Даже собственной матери.

Улица

И зачем ему, Витьке, за нас нашей памятью мучиться? Ах, зачем, все равно у него не получится! (Сергей Орлов. Невская Дубровка. 1961 год).

Вот это и была моя тайна, которую, наверное, и называют стыдным словом «любовь». Хранить ее было трудно, почти что невмоготу, хотелось обязательно кому-нибудь рассказать про нее, но рассказывать боязно да и некому.

Разве только самой Оксане, но это уж совсем страшно. А вдруг бы она засмеялась, что бы я делал тогда? Оксана такая правильная, разве она может стерпеть, чтобы к ней приставали с подобными мыслями?

Я давно уже не боялся ничего на свете. Ну, может, отца... Немного. Но больше всего на свете я боялся, что меня уличат в такой моей тайне, в этой моей любви.

Я долго смотрел вслед удалявшимся Боре с полковником. Они даже не оглянулись. А мне так захотелось увидеть Оксану, поздравить ее с великим праздником Победы, а заодно и познакомиться как-нибудь с ее знаменитым отцом...

Из-за угла рванул громкий, резкий, но какой-то расшарашенный голос:

— Р-р-р-р-раскинулось моррре ширрроко!

И потом тот же, но нормальный уже и очень знакомый мне голос проговорил:

— Ну сыграй ты мне ее, старый, сыграй! Шибко душевная, самая наша, морская!

Васька Косой!

Я махнул ребятам и ходом дернул к нему за угол. Васька сидел на скамеечке рядом с еще каким-то морячком при гармони. Я посмотрел и глазам своим не поверил: Федосов, честное комсомольское — Федосов! Тот самый лесозаводский сторож...

Но какой!

Васька и сегодня, как всегда, был замызганный, только из ворота гимнастерки чистым цветом светила новенькая тельняшка со свежими, как из-под линеечки, ярко-белыми и темно-синими полосками: обычно его тельники бывали заношены до того, что полосы казались светло— и темно-, но всегда грязно-серыми. Федосов был в полной флотской форме: клеши, фланелька, бушлат, бескозырка и, конечно, тельник, совершенно выцветший, застиранный, но, видно было, чистый. А на груди — не на форменке, а прямо поверх бушлата, был прикреплен крест, который, я знаю, называют Георгиевским!

Ваське он ответил:

— Может, и душевная. Может, и морская. А все одно ты против меня салага. И вообще не русского флоту ты моряк, а жора.

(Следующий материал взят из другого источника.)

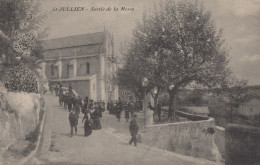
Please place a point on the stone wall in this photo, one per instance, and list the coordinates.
(242, 145)
(19, 116)
(193, 138)
(220, 140)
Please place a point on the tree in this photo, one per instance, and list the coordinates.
(236, 92)
(178, 44)
(20, 32)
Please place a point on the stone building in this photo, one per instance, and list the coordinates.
(87, 62)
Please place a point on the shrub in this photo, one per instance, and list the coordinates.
(20, 79)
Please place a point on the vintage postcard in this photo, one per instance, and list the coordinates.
(133, 82)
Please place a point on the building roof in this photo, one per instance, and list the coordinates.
(78, 78)
(72, 41)
(201, 110)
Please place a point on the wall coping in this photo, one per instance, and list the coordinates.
(220, 128)
(179, 123)
(243, 128)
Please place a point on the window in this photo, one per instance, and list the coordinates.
(52, 70)
(87, 68)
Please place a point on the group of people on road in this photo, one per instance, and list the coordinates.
(117, 107)
(157, 109)
(92, 110)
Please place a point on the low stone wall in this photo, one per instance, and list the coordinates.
(220, 140)
(242, 145)
(19, 116)
(193, 138)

Вот такую моряцкую песню ты когда-нибудь слышал?

Он широко развел гармонь, наклонился к ней ухом и огромной скрюченной пятерней нажал на кнопки, на клавиши, или — как их там? — лады, запел хрипловатым, но вполне еще ладным голосом:

Зачем вы, девушки, боитесь
Шинели черного сукна?
Под ним таится нежно сердце,
Любовь и счастье моряка.
Костюм матроса презирают,
Нигде проходу не дают,
И тюрьмы нами заполняют,
Под суд военный отдают.

Покуда Федосов пел такую свою странную песню, я пробовал разглядеть, что написано на ленточке его бески. Но буквы сильно затерлись, а он держал голову в наклон, и я ничегошеньки не разобрал, кроме двух почти что сохранившихся букв «а» и «р» близко одна от другой. Ясно, что это название корабля, как полагалось у старинных моряков, но какое?

Федосов, пока я разглядывал да раздумывал, допел, сдвинул гармонь и снова спросил Ваську Косого:

— Вот про такую флотскую жизнь ты чё-нибудь слыхивал? Не? А должон был, раз служил. Выходит, ты самый жора-салага и есть. Дурное городишь, да я же ему еще и песню сыграй!

— Я салага?! Я кровь за Победу пролил! Руку-ногу потерял! Я — салага?!

— Я! Я! Я Харьков брал, я кровь мешками проливал! Вся грудь клопами искусана. Я коз... А кто видал? Раз громко кричишь — выходит, салага. Ты ногу потерял, я ногу потерял. Одна нога здесь, другая — там.

Федосов постучал козонками по правой ноге, выше колена. Отдалось деревянно.

— Понял? Ты, что ли, один кровь-то проливал? Но Васька больше всего на свете любил, чтобы последнее слово как-нибудь да оставалось за ним. Уж это про него было известно.

— А я и руку еще. Разница! Я сам знаешь как на баяне играл? Старый ты хрен! Все девки где ни хошь были мои, парни души не чаяли. А теперь кому я нужен — обрубок? Думаешь, душа не болит?

— Вот с того бы и начинал. А то — «старый хрен», «железяку за что получил»...

— А я вот руку-ногу — и ни медалюшечки! Ну за что тебе крест-то твой дали?

Меня толкнул под ребро локтем Володька Горбунок.